I'm currently draining a few wheels of what was intended to be a croûte fleurie, but I'm worried that I may not have used a sufficiently active starter culture. Where do I go from here?
For some background: I was ecstatic to discover that my second experiment with clabbering milk had finally worked after a full week on the countertop (68F, after warming initially to 100F). It took longer than I'd expected but eventually formed a smooth, tangy curd. By this point it was plenty sour so I went ahead and used about 2oz to culture 1gal raw milk for a croûte fleurie. Not really knowing what to look for after the ripening phase, I went ahead and pitched my rennet after 60m. The milk coagulated nicely and is set to drain overnight now, but the curds and whey both taste like milk--no acidity whatsoever. (Tomorrow I'll check the pet shop down the street for pH strips to post a more accurate reading if I can.)
How can I tell if my cheeses are under-ripened? What can happen? My worry is that they'll (1) taste bland or (2) allow less-desirable cultures to proliferate in my aging space. Is there anything I can do to get a croûte fleurie, or even just a tasty cheese?
Someone suggested a while ago that milk that takes a week to clabber is not really sound milk to be making cheese from, so keep that in mind. The longer the milk lasts at room temperature without going sour, the more likely that you'll get undesirable bacteria breeding up and potentially forming a big enough population to poison the milk. In fact, this may actually be the problem with your milk -- the lactic acid bacteria has too much competition to flourish. So with that in mind...

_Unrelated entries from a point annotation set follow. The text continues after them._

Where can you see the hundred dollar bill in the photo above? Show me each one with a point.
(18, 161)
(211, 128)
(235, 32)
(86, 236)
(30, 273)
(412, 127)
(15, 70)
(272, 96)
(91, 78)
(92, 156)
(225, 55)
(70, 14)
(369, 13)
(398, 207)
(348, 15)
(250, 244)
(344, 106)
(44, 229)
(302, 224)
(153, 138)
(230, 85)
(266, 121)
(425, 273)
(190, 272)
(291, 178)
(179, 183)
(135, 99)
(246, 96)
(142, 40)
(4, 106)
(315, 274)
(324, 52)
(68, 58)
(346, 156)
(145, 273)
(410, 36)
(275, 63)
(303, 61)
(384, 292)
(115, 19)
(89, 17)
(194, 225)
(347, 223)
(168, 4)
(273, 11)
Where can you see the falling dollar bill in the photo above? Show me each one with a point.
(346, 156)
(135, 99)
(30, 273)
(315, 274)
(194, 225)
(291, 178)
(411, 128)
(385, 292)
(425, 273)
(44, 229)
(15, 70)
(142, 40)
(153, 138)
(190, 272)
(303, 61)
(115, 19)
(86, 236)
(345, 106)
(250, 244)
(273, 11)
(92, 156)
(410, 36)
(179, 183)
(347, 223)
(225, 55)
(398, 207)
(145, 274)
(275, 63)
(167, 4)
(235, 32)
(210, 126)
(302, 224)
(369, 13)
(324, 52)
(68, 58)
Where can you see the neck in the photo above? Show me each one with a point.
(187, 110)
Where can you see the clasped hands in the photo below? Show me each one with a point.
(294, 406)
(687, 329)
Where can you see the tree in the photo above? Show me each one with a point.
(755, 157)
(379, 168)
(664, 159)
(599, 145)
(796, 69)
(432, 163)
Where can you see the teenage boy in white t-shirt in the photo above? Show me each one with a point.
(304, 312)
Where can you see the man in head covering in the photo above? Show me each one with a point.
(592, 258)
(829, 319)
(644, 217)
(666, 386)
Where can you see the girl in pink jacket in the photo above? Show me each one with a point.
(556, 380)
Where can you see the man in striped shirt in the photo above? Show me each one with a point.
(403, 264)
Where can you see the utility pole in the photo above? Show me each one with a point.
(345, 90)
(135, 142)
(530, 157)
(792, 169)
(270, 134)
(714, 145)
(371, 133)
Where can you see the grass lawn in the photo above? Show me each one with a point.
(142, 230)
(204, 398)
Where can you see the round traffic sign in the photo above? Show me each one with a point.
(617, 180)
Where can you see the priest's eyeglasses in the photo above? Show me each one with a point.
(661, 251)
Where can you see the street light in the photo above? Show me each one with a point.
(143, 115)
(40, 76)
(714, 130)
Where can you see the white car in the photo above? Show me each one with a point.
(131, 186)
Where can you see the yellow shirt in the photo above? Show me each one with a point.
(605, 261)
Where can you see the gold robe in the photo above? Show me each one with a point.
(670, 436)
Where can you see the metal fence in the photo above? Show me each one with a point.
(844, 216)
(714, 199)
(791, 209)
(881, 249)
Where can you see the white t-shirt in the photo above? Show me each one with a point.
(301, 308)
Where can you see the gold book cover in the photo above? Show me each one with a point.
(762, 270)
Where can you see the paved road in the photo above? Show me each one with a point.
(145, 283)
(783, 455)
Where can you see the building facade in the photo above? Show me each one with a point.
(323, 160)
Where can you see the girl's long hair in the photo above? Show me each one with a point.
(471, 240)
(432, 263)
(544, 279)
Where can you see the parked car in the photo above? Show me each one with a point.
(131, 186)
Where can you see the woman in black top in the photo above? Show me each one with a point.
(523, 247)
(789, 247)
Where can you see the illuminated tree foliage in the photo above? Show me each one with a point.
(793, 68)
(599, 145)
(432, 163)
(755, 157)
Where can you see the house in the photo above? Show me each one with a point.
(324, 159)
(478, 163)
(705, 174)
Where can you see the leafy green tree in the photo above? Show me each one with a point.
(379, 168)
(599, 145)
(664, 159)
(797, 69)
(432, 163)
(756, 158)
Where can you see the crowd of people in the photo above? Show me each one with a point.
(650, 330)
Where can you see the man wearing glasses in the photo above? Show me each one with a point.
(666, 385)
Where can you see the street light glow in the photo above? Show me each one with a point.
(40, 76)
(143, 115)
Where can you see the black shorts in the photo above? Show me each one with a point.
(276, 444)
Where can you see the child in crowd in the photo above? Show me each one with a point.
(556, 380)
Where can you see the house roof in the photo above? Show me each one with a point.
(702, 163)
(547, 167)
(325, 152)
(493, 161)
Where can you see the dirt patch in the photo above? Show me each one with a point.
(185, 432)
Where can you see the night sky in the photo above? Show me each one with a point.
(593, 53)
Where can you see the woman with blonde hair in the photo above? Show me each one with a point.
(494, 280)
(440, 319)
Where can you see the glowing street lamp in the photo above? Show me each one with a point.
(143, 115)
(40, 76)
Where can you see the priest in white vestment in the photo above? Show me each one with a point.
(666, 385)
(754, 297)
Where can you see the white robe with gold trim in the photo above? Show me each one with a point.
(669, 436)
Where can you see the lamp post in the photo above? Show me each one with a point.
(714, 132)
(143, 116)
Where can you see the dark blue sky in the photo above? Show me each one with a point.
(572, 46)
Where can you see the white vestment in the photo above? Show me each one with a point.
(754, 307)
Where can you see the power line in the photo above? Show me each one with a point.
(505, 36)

As far as the cheese is concerned then I don't think it really matters. It frequently takes me 2-3 days to drain semi-lactic or lactic cheeses before I salt them (remember, these are acidic, so there is some added safety there). However long it takes, that's when you salt it.
If it were me, though, it would already be in the bin.
Thanks for the insight, I hadn't heard that explanation before. Is the idea that the souring specifically is a product of the cultures I want for cheesemaking, and that a long clabber indicates relative weakness of those cultures? I guess I'd been trusting my taste buds when I called it a success.
At any rate, the whey running off this morning definitely has more acidity to it (enough that I wouldn't want to drink more than a few spoonfuls of it, which is more than can be said of the whey left behind in the pot). The pet shop, however, only carries strips that will measure a pH between 6 and 9, so I'm left to my sense of taste. Can you give any indication of what I should expect for a croûte fleurie? I've made some lactic cheeses before, so I have that as a point of comparison.
Quality raw milk - when warmed up to body temp and allowed to sit at a warm room temperature - should clabber in 24, maybe 48 hours.
At that point it will have a nice smooth curd (no bubbles), a bit of whey at the sides/surface, and a lovely buttermilk aroma.
If it smells strange, has bubbles, has little flakey bits of curd and lots of whey, floating curd, etc, the raw milk has undesirable bacteria and that source is not fit for use for cheesemaking (at least not w/o pasteurization).
If the milk takes a long time to clabber, it may simply be because the milk was too cold (the lactofermentation test I described should actually be done in an incubator; however I have found that heating the milk to 100° and then keeping it in a warm spot in the house is usually sufficient). But clabber should be doable without an incubator (larger volume of milk will hold the temp).
Reluctant clabbering could also be due to sanitizer residue in the milk. Or enzymatic reaction inhibitors - though I can't seem to find much info on this (high somatic cell count? I don't know). Or too little lacto-bacteria, which can be an issue if there are other contaminating bacteria as they will become the dominating population, at the expense of milk/clabber quality and safety.
If this is your first bloomy rind effort, I recommend using a purchased culture for the first batch or several so that you can minimize the variables.
If you want to work with the clabber culture, I would go through a few generations before using it for cheese. It sounds like it came around in the end, so a spoonful of that added to fresh milk should clabber in a day and be a higher quality culture. Letting milk/clabber sit out for a week will allow undesirable molds to proliferate and that will make it hard to produce a nice clean white rind.